As soon as you’re getting the output you expect, go ahead and take a look at the waveform on pin 6. You’ll notice that there’s a nice approximation to a triangle wave coming out there- this is caused by the .01uF capacitor charging and discharging. Our mixing circuit is going to combine this triangle wave with the square wave we got from pin 3 earlier.

The next thing to do is to attach the op amp to pin 6 on the timer. The op amp serves as a buffer, which allows the timer to run without the rest of the circuit loading down its output. This means that by running the output through the buffer, you’ve made it so that no matter how high the resistance of the rest of the circuit, the timer’s output will behave as it should. (Oscium Pro tip: when you place an IC chip down on the board, immediately run power and ground to the appropriate pins, so that you don’t forget to. How many times has an operator spent forever debugging a circuit that otherwise would have worked perfectly, only to find out that they had forgotten to plug in one of the chips!)
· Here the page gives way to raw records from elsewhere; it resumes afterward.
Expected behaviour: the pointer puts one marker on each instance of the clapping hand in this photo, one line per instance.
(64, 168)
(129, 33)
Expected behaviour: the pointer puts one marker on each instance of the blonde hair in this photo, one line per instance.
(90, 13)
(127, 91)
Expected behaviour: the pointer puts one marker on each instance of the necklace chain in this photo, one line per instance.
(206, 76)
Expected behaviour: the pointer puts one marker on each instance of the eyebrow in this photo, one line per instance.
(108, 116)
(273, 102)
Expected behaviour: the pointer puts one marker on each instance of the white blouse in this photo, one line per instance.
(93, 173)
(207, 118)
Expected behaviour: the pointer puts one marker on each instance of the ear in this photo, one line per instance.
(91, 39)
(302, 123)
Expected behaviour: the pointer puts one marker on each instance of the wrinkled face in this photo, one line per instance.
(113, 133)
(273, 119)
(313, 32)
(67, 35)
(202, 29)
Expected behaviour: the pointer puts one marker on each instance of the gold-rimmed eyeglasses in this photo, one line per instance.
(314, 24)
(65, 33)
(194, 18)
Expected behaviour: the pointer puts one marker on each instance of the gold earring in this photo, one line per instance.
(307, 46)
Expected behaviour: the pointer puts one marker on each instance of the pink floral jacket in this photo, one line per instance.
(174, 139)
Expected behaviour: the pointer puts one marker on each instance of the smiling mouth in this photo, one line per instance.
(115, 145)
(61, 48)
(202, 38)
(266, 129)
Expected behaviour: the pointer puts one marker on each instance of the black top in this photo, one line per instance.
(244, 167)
Once you’ve run the triangle wave through the buffer, it’s time to start hooking up the potentiometer! If you’ve ever worked with an analog potentiometer, you know it’s essentially just a variable resistor hooked up in a voltage divider configuration. By turning a knob on the component itself, you change the ratio of the resistance on either side of the wiper, and thus the output voltage. If you haven’t ever worked with a potentiometer, here’s a quick tutorial to get you caught up. Working with a digital potentiometer is pretty much the same- the potentiometer still has two input pins, P0A and P0B, and the output is still taken from the wiper, P0W. In order to move the wiper, though, rather than turning a knob, your processor needs to send data through the Serial Data In pin on the potentiometer, telling it where the wiper needs to be. In our particular potentiometer, there is a second set of input pins (P1A and P1B) and a corresponding wiper pin (P1W), but for this project, you really only need the one set.

Once you’ve got your potentiometer wired in correctly, you can program the processor to send it signals and move the wiper to where ever you’d like within its range. Here’s a program Oscium put together that moves the wiper to a point given to it by the user. You can set where the wiper points by changing the value of WiperOut to anything between $0000 and $00FF, to change how much of each signal gets through. The coolest looking waveform found was when it was set to $00AA.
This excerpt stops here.